K fold cross validation reduces accuracy
-
29-11-2019 - |
Question
I am working on a machine learning classifier and when I arrive at the moment of dividing my data into training set and test set Iwant to confron two different approches. In one approch I just split the dataset into training set and test set, while with the other approch I use k fold cross validation.
The strange thing is that with the cross validation the accuracy decreases, so if I have 0.87 with the first approch, with cross validation I have 0.86.
Shouldn't cross validation increase my accuracy? Thank's in advance.
Solution
Chance plays a big role when the data is split. For example maybe the training set contains a particular combination of features, maybe it doesn't; maybe the test set contains a large proportion of regular "easy" instances, maybe it doesn't. As a consequence the performance varies depending on the split.
Let's imagine that the performance of your classifier would vary between 0.80 and 0.90:
In one approch I just split the dataset into training set and test set
With this approach you throw the dice only once: maybe you're lucky and the performance will be close to 0.9, or you're not and it will be close to 0.8.
while with the other approch I use k fold cross validation.
With this approach you throw the dice k times, and the performance is the average across these $k$ runs.
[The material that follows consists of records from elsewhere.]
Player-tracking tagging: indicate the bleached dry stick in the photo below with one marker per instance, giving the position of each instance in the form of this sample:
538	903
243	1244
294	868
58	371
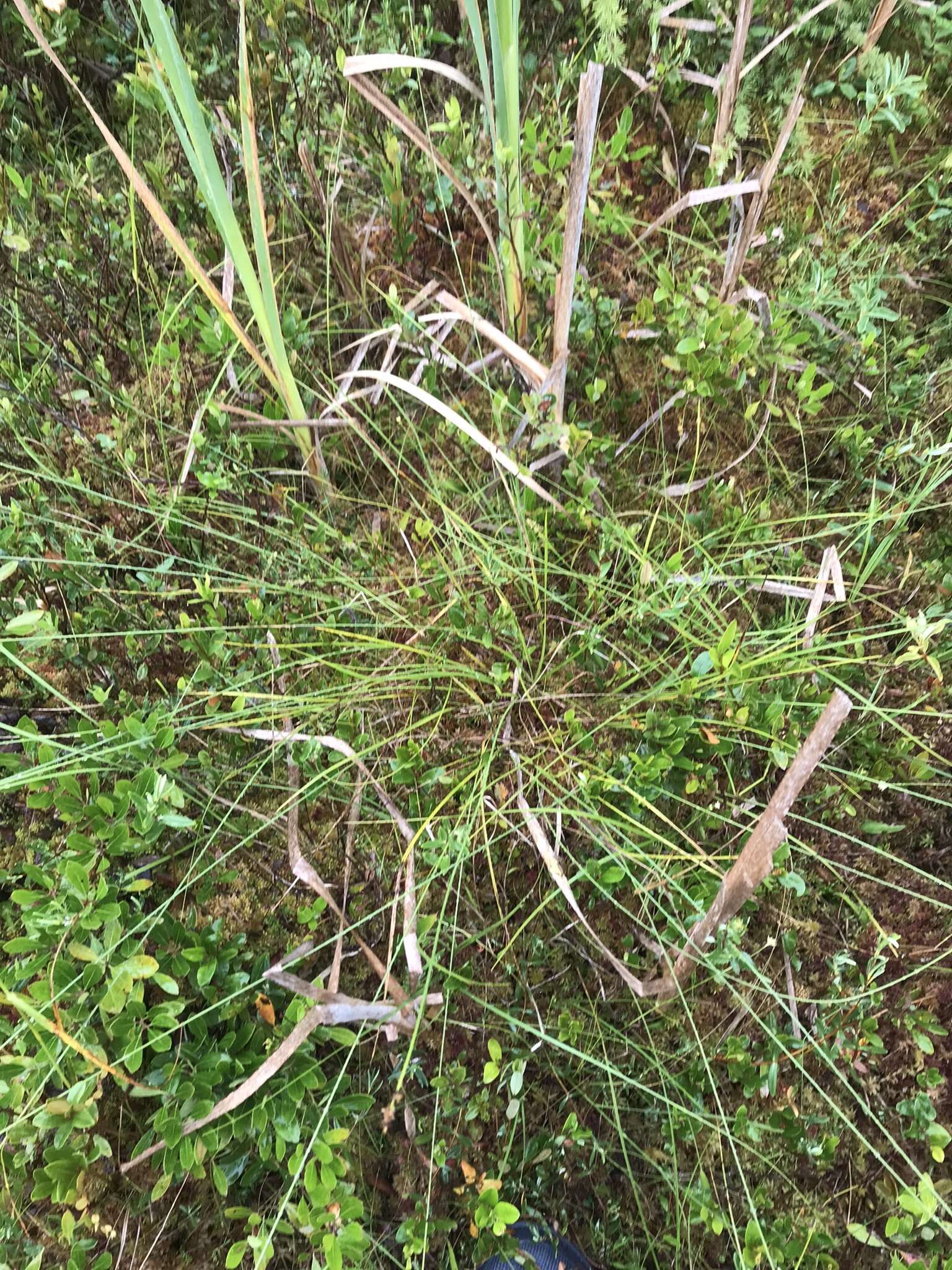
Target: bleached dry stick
306	873
532	368
735	263
696	197
883	14
352	821
730	81
778	40
586	121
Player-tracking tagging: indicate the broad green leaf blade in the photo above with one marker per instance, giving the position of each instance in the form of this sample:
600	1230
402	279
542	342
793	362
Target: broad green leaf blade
479	43
152	206
259	229
197	143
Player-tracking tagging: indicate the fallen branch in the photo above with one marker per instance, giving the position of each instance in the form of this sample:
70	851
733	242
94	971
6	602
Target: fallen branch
746	876
558	874
363	64
756	860
735	262
532	368
316	1016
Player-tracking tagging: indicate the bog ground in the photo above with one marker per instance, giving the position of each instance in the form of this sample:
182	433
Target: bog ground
475	577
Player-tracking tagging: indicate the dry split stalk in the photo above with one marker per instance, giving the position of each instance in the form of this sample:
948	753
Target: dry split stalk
742	881
392	112
532	368
410	308
735	262
558	874
883	14
586	121
343	253
696	197
730	81
301	868
306	873
756	860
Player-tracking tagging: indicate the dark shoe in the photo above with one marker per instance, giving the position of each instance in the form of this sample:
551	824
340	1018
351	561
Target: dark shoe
539	1250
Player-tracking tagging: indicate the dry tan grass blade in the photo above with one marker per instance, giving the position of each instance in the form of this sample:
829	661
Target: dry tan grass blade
829	572
788	31
532	368
152	206
735	263
883	14
364	64
730	81
696	197
756	860
586	121
558	874
343	255
471	431
392	112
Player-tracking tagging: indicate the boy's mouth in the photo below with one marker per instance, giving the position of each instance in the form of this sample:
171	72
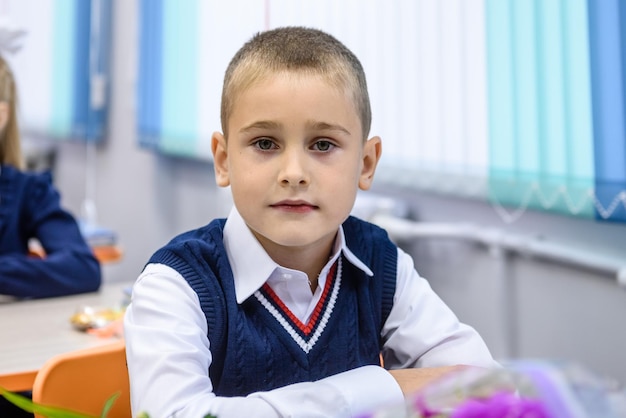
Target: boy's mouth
297	206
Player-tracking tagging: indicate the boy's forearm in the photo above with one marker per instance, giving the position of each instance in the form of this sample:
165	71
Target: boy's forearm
412	380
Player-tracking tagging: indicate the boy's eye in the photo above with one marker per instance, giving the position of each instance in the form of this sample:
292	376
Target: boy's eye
264	144
323	145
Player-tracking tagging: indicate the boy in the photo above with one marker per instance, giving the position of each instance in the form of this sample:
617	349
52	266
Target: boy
284	308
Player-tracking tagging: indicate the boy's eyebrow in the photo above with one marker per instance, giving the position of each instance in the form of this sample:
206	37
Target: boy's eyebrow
262	124
325	126
313	125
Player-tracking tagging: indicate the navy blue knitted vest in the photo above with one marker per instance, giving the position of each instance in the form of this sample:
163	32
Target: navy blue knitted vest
258	345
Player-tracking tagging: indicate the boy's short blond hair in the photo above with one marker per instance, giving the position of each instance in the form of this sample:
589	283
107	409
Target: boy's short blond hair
296	49
10	147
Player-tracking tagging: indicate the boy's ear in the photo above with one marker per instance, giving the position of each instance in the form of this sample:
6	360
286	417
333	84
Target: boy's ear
220	159
4	115
372	151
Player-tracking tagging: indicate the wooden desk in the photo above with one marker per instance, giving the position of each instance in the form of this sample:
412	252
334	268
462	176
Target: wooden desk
33	331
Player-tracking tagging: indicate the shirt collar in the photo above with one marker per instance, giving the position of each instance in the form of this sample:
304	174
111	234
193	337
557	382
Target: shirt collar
252	266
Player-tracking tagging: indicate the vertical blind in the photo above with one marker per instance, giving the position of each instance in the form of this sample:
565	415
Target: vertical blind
517	102
62	69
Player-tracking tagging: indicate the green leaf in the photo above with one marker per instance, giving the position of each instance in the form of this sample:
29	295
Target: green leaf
48	411
109	404
52	411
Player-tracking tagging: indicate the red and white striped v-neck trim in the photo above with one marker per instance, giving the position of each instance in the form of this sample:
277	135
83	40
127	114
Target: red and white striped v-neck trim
304	334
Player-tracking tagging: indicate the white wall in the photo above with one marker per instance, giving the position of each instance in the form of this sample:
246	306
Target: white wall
556	311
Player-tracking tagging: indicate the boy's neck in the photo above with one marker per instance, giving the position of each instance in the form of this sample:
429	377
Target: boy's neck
310	260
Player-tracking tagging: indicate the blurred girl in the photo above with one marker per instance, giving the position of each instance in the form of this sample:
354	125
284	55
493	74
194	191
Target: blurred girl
30	210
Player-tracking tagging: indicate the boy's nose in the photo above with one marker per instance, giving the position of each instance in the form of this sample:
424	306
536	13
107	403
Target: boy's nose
293	169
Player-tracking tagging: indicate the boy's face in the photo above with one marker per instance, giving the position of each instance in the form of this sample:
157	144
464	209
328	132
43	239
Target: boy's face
294	160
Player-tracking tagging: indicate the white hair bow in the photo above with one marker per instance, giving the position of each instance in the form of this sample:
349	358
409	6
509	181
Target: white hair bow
11	36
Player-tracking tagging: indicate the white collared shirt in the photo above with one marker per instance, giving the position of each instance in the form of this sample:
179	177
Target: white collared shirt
168	348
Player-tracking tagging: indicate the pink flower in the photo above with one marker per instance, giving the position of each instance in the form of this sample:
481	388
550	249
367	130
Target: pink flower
501	405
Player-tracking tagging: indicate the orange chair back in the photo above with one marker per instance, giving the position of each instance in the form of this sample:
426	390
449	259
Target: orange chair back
84	380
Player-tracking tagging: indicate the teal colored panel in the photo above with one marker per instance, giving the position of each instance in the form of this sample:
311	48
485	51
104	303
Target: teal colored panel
579	118
180	89
525	87
500	87
63	69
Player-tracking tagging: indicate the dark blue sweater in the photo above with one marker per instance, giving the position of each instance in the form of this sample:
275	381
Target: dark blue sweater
30	208
257	345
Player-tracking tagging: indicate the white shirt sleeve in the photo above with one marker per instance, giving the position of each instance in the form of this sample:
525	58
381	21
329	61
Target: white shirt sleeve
168	361
422	331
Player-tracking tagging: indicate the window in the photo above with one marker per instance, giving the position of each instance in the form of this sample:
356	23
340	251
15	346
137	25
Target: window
519	103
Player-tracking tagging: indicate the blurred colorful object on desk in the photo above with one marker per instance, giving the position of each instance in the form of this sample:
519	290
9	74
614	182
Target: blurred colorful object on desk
521	389
89	317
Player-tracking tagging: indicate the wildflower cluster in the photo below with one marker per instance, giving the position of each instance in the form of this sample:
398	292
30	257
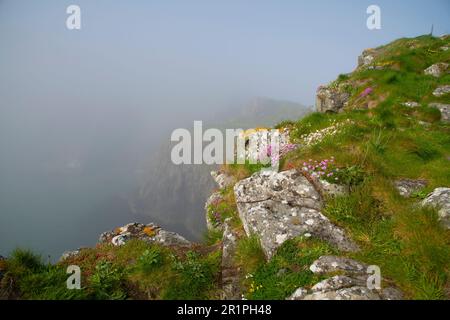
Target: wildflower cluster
274	156
324	169
366	92
317	136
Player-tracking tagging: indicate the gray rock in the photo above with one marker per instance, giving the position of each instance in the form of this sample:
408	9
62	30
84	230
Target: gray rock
441	91
280	206
406	187
437	70
330	264
213	199
352	293
70	254
150	233
366	58
444	109
440	199
329	99
351	285
411	104
223	180
230	273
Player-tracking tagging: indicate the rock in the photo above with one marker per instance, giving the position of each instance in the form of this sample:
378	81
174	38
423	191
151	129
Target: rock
351	285
223	180
411	104
330	264
330	189
150	233
230	273
441	91
444	109
280	206
352	293
437	70
329	99
440	199
70	254
213	199
366	58
298	294
406	187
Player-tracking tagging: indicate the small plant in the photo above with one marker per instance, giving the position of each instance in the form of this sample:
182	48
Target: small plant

It's more accurate than the previous one, because by averaging over several runs the performance is more likely to be close to the mean, i.e. the most common case.
Conclusion: k-fold cross-validation isn't meant to increase performance, it's meant to provide a more accurate measure of the performance.
OTHER TIPS
K-fold cross-validation trains k different models, each being tested on the observations not used in the learning procedure. There is no reason why you would get higher or lower scores in cross-validation, as you are not using the same model as in your reference case, neither the same test set. The approaches that you describe are different, although I would not recommend the cross-validation only.
Indeed, consider cross-validation as a way to validate your approach rather than test the classifier. Typically, the use of cross-validation would happen in the following situation: consider a large dataset; split it into train and test, and perform k-fold cross-validation on the train set only. The optimization of your model's hyperparameters is guided by the cross-validation score. Once you get the optimal hyperparameters setting, train your model with those parameters, on the full train set, and simply compute its accuracy on the test set.